The other day at the bodega, a new kid, young guy, comes up to me, slightly raspy voice that maybe hasn't quite finished off from puberty, "Hey, uh, I forgot my locker code. Can you open it for me?"
Lockers at work have a keypad. You use a new locker everyday and create a code everyday. We have a little doo-hickey that'll pop the lock electronically when the kids forget their code (or which locker they're in).
We go down there, start poppin' lockers, pop a few and no, no, nope, no, that's it! I look inside and there's a book. A big-ass book, the book is Dostoevsky's "The Idiot". "Hey, thanks!" And he, happily, lopes into the break room.

I am suspicious. I am intrigued.
Later that evening, I'm letting people out and the book kid comes along and I'm, like, "Soooo. . . Dostoevsky. . . ?" "Yeah, well, I read "Crime and Punishment" and "The Brothers Karamazov" and I really liked them, so I'm reading this one."
Now I know I'm in the presence of a beautiful unicorn and, after recommending "The Master and Margarita", for lack of anything better to say to a unicorn, I say, "So, you're a reader."

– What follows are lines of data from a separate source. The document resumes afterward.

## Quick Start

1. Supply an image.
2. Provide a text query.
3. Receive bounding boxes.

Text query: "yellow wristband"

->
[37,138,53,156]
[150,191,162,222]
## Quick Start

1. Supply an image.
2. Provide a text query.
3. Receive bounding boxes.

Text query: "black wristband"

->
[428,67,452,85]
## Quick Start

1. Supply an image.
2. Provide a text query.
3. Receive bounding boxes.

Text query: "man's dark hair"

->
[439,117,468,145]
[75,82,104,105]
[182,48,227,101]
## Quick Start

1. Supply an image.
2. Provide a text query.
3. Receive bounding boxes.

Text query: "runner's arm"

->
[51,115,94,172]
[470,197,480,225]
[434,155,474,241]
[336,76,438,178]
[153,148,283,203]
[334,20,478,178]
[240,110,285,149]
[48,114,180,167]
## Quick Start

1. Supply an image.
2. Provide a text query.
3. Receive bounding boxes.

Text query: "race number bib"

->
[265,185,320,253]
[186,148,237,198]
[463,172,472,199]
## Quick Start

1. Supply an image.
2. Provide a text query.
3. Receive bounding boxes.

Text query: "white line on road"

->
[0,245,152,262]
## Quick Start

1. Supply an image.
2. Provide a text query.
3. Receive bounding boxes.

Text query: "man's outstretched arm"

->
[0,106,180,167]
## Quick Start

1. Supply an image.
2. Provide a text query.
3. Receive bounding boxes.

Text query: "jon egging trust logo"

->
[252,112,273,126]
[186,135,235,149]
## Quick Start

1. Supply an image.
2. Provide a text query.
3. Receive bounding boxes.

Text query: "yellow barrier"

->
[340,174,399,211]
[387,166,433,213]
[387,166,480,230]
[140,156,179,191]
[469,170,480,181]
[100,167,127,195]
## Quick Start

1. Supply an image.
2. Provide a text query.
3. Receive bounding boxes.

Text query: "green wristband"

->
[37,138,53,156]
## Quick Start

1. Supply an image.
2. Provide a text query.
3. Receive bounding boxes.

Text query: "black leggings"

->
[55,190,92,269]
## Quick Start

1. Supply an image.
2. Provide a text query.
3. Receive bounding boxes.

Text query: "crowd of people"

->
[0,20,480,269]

"Oh, I just think that literature is the only way, besides travel, to really learn about and empathize with people and cultures you might never meet."
The only rational response was to look around madly for a camera that was obviously secretly filming me to capture my disbelief.
I told him his parents must be pretty proud of him ("Yeah, I think they're happy.") and I told him I'd give him a list of things to read once he was done with his fuckin' Dostoevsky.
"There's a lot of good books out there!", I said. He kind of looked at the floor, shook his head at his little, personal awe and in his sweet, raspy kid-voice said, "Yeah, like, you could live the rest of your life and never read a bad book."
Some of the kids, folks, are alright.